Genome-Wide Identification and Expression Analysis of ADK Gene Family Members in Cotton under Abiotic Stress

Adenosine kinase (ADK) is a key enzyme widely distributed in plants, playing an important role in maintaining cellular energy homeostasis and regulating plant growth, development, and responses to environmental stresses. However, research on ADK genes in cotton (Gossypium hirsutum), an economically significant crop, has been limited. This study identified 92 ADK genes from four cotton species (G. arboreum, G. raimondii, G. hirsutum, and G. barbadense) using HMMER and Local BLASTP methods and classified them into six groups. Chromosomal localization revealed a random distribution of ADK genes in G. hirsutum, with 13 genes located on the At subgenome and 14 genes on the Dt subgenome. Gene structure analysis showed consistency in exon-intron organization within subgroups, while conserved motif analysis identified subgroup-specific motifs, indicating functional diversity. Synteny and collinearity mapping analysis revealed that the primary expansion mechanisms of the ADK gene family in cotton are polyploidy and segmental duplication. Cis-regulatory elements in GhADK promoters were classified into light response, hormone response, developmental regulation, and stress response. We also analyzed the expression patterns of GhADK genes under a low temperature (4 degrees C) and drought conditions. Most GhADK genes responded to cold stress with different expression patterns, indicating their roles in rapid response and long-term cold adaptation.
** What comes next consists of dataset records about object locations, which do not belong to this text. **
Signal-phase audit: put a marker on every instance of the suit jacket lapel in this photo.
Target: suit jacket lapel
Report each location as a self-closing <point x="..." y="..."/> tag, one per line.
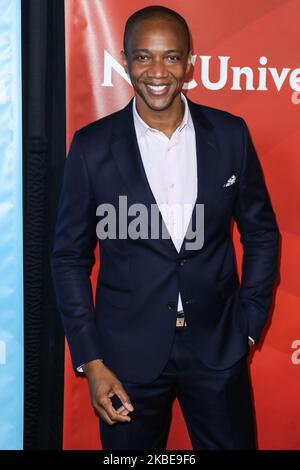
<point x="125" y="151"/>
<point x="207" y="157"/>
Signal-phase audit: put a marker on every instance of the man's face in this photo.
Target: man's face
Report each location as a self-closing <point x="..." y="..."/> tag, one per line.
<point x="157" y="62"/>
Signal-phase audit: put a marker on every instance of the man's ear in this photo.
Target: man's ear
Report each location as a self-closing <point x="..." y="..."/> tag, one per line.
<point x="124" y="61"/>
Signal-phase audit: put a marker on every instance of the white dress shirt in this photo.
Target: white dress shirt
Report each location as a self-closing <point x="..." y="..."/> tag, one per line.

Under drought stress, expression patterns varied, with some genes showing sustained high expression levels. The qRT-PCR validation of transcriptomic data confirmed the stress-induced expression patterns of selected GhADK genes. Functional analysis through the VIGS silencing of GhADK25 demonstrated its importance in cold and drought stress responses, with silencing resulting in poor growth under stress, highlighting its significance in stress tolerance. This study provides a basis for further understanding the evolutionary relationships and functions of the cotton ADK gene family.